It seems ok in principle - we would just need to ensure that it is watertight.


We currently use chunk_sectors for quite some different things, most notably zones boundaries, NIOIB, raid stripes etc.
So I don't have an issue adding another use-case for it.

Q2: If we don't, shouldn't we align the atomic write boundary to the chunk_sectors setting to ensure both match up?

Yeah, right. But we can only handle what HW tells.

The atomic write boundary is only relevant to NVMe. NVMe NOIOB - which we use to set chunk_sectors - is an IO optimization hint, AFAIK. However the atomic write boundary is a hard limit. So if NOIOB is not aligned with the atomic write boundary - which seems unlikely - then the atomic write boundary takes priority.

Which is what I said; we need to check.

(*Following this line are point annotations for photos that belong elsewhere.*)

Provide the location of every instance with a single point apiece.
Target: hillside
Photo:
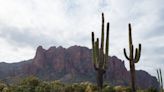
(69, 65)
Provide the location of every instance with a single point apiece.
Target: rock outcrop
(73, 64)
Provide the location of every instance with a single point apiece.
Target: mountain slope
(73, 64)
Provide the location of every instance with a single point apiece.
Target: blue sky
(25, 24)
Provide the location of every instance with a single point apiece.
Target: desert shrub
(152, 90)
(43, 87)
(108, 89)
(57, 86)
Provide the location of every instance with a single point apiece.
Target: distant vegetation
(33, 84)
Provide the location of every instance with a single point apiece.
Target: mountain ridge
(73, 64)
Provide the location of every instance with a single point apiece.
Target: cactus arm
(161, 79)
(126, 54)
(158, 77)
(107, 47)
(131, 52)
(102, 33)
(137, 54)
(97, 52)
(93, 49)
(130, 35)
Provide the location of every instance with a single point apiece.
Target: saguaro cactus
(132, 59)
(100, 56)
(159, 74)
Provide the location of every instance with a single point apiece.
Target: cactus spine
(132, 58)
(100, 57)
(159, 74)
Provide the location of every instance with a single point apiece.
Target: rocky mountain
(73, 64)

And I would treat a NOIOB value not aligned to the atomic write boundary as an error.

Yeah, maybe we can reject that in blk_validate_limits(), by error'ing or disabling atomic writes there.


But the real issue here is that the atomic write boundary only matters
for requests, and not for the entire queue.
So using chunk_sectors is out of question as this would affect all requests, and my comment was actually wrong.
I'll retract it.

I think that some of the logic could be re-used. rq_straddles_atomic_write_boundary() is checked in merging of reqs/bios (to see if the resultant req straddles a boundary).

So instead of saying: "will the resultant req straddle a boundary", re-using path like blk_rq_get_max_sectors() -> blk_chunk_sectors_left(), we check "is there space within the boundary limit to add this req/bio". We need to take care of front and back merges, though.